[This is part of a continuing series on the art of writing fiction.]
[SPOILER ALERT: This post contains plot details from Henry James’s The Turn of the Screw.]
As I delve into writing more short stories, I’m finding it tough going. I like to write long, let the dogs roam, give the prose time and space to branch out, go down every unexplored alley. Sticking to less than 7500 words is tough.
But two things I’ve gleaned from master short story writers are helping me to walk the line. Poe’s Unity of Effect and Chekhov’s gun help keep things focused when I’d rather stray. But there’s another tool I’ve been thinking about lately. I wanted to call it Henry James’s Turn of the Screw. But just to modernize it a bit, I’m going to call it Henry James’s Turn of the Power Drill.
This year, I’m purposefully hunting down modern short stories to read. I read James’s The Turn of the Screw last year before I added that “modern” word to my reading requirements. What drew me to it was the rumored excellent plotting in the piece(apparently, Borges said this somewhere, but I haven’t been able to track down the quote). Anyway, I read the novella and despite the dated language, I really enjoyed it. There are many layers to the story, but I focused on the plot. James doesn’t use the metaphor, “turn of the screw,” in reference to plot, but you can feel with each chapter, he turns the screw just a little, he ratchets up the tension just so. The closest he gets to revealing this explicitly is at the beginning of the novella where a character mentions the first appearance of the ghost in the book.

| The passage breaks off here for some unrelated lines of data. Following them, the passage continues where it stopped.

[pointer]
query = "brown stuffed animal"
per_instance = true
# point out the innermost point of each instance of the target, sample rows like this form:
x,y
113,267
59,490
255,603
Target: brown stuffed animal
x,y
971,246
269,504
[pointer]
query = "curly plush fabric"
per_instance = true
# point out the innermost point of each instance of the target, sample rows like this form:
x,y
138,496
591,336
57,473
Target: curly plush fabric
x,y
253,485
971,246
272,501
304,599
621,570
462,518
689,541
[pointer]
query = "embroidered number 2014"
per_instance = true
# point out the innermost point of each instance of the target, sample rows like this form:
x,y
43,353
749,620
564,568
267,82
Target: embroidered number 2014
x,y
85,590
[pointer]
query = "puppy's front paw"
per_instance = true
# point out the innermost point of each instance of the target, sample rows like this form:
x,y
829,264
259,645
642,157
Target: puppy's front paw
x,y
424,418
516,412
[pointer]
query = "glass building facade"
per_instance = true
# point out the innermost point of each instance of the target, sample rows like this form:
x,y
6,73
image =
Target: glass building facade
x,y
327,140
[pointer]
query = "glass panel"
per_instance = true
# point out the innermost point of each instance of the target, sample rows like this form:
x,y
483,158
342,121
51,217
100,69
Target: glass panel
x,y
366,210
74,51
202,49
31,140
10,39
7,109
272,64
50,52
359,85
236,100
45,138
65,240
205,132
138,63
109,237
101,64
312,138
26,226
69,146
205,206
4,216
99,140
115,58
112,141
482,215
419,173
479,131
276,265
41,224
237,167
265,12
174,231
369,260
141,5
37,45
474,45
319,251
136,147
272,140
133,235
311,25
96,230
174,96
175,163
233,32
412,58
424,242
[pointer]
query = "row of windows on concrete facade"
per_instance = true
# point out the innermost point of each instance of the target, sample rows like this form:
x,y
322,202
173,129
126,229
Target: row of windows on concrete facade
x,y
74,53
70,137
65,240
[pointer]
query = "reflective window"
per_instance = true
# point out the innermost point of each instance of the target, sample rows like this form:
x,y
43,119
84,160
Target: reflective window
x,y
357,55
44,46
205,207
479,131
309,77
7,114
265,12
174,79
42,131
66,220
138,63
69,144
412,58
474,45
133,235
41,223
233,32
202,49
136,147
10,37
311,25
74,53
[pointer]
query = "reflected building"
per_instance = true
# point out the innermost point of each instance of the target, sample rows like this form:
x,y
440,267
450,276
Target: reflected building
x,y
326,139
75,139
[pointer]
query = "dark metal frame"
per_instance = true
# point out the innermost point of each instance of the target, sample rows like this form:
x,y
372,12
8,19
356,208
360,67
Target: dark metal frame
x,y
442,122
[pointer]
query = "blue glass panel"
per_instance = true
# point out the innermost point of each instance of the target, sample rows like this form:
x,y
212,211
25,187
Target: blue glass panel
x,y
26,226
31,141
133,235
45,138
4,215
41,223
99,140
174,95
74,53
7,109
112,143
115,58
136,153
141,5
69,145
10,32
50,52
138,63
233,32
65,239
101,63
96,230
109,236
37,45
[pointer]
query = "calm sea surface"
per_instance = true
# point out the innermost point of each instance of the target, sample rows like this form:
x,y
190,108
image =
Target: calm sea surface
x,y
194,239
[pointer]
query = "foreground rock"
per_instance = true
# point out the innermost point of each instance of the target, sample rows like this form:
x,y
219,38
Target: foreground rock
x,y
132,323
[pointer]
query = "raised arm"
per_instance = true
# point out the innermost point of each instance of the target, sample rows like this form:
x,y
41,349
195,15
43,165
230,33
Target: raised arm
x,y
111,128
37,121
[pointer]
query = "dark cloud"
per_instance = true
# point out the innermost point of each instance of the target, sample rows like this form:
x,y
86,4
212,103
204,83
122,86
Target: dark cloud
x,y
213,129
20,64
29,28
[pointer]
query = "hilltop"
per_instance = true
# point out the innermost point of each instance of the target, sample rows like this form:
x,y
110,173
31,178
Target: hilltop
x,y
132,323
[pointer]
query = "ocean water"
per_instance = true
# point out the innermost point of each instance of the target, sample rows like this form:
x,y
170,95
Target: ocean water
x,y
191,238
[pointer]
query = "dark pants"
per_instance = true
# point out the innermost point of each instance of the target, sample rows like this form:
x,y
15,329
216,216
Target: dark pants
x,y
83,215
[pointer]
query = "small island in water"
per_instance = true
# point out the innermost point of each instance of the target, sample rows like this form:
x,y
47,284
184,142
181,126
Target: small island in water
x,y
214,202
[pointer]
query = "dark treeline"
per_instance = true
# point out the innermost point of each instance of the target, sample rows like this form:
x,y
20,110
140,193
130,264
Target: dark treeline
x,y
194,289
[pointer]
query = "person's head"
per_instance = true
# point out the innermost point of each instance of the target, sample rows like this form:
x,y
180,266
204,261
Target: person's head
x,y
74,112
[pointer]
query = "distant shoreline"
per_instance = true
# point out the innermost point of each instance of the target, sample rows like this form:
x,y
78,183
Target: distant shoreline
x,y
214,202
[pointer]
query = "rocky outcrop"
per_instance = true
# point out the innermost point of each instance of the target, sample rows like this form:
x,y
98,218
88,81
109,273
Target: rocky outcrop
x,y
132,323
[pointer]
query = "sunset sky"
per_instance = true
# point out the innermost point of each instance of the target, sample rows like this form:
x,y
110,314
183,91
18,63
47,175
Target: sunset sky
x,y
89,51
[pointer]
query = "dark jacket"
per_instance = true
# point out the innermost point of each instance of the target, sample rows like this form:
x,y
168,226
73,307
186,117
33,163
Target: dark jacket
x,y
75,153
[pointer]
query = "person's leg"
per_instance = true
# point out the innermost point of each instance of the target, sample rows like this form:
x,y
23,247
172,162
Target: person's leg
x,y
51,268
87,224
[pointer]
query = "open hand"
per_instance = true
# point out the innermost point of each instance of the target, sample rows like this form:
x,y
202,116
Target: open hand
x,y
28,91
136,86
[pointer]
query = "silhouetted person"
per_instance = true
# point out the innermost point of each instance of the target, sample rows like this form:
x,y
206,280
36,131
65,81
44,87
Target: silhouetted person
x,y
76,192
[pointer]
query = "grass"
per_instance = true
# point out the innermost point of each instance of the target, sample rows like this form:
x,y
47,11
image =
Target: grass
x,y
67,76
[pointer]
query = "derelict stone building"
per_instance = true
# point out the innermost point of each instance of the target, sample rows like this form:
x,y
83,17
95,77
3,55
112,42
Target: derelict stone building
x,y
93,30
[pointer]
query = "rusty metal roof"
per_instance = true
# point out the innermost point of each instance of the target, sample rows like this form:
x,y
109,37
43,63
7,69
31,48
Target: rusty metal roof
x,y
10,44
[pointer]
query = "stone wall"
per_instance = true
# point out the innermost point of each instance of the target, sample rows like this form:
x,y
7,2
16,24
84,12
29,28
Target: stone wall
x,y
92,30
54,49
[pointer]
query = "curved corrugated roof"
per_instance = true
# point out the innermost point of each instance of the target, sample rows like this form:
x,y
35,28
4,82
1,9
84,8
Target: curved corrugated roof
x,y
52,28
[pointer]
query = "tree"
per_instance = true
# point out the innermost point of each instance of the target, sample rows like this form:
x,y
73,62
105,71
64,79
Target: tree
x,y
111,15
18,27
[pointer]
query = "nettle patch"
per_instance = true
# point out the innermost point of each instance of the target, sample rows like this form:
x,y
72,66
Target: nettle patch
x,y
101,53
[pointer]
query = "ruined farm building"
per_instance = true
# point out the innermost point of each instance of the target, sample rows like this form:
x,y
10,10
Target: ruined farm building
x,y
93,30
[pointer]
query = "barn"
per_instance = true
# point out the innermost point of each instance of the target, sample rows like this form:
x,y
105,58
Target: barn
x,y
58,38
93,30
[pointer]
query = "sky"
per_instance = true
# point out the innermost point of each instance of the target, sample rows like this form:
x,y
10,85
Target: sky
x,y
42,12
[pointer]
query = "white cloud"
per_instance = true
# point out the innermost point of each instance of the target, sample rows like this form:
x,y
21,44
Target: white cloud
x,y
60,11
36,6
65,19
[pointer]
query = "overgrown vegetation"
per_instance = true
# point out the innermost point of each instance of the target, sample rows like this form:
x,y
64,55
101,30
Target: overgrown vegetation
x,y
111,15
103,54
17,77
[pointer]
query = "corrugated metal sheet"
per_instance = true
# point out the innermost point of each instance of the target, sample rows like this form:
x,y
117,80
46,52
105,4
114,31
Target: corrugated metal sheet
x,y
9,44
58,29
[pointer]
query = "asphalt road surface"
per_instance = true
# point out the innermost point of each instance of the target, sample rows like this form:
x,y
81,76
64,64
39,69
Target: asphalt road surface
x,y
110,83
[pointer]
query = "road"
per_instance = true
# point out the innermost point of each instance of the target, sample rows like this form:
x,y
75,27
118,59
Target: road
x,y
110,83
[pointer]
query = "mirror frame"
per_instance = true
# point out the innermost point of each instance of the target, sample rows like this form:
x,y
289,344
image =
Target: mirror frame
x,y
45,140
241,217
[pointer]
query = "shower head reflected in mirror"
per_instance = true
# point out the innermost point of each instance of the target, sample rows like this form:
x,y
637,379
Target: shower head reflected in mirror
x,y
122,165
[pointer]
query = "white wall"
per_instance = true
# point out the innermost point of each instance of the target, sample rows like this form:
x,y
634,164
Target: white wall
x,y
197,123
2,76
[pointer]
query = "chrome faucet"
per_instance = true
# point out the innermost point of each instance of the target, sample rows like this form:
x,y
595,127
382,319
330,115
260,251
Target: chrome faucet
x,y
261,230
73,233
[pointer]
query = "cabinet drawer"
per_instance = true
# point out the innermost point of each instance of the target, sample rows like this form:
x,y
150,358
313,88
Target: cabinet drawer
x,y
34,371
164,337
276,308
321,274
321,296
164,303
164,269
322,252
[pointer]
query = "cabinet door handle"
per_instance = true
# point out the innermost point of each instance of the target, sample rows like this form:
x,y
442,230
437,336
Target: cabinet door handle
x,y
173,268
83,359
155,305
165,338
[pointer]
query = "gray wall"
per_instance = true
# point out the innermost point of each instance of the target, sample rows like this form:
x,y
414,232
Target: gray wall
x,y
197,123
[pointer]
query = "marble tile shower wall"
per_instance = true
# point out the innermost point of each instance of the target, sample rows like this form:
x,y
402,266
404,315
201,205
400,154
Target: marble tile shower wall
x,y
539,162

“I quite agree—in regard to Griffin’s ghost, or whatever it was—that its appearing first to the little boy, at so tender an age, adds a particular touch. But it’s not the first occurrence of its charming kind that I know to have involved a child. If the child gives the effect another turn of the screw, what do you say to TWO children—?”
He’s talking about introducing characters here, but it draws us in. What if not only one child saw the ghost, but two? Wouldn’t that make it more real? And with each chapter the governess responsible for the children witnesses clearer and clearer hints of the ghosts that visit the children. The screw turns slowly, bit by bit.
It was interesting to see how James does this, but I knew as I read it, that that approach wouldn’t work today. First, you’d have to have more direct language. Second, audiences today are so used to immediate gratification from movies, video games and flash fiction that the slow burn, the turning of the screw, just doesn’t seem to work. Don’t believe me? Just look at this trailer from an internationally successful Movie franchise.
Not a lot of slack there. It’s action, action, action. No subtle hints, slowly rising tension.
Now, I’m not one to cave easily. I don’t believe in dumbing down what I write just to appeal to contemporary tastes. But a part of me also has to acknowledge it’s not 1898 any more. People don’t wait for the next newspaper with a new chapter from Tolstoy, James or Twain in it. People consume a lot more than just books now—they have movies, TV, video games, social media. And all that new media has to affect what we do as writers. But it doesn’t mean throwing away the old things, it means adapting them to new realities.
And so it goes with Poe’s Unity of Effect, Chekhov’s Gun or Henry James’s Turn of the Screw…ahem…Henry James’s Turn of the Power Drill. These days, the turn of the screw simply isn’t enough to do the trick. Not with audiences raised on all these different types of media. You need to bring your power drill. And as I sit down to write this weekend, that’s something I’m going to use to keep the audience engaged and reading. Cause in the end, isn’t that what it’s all about?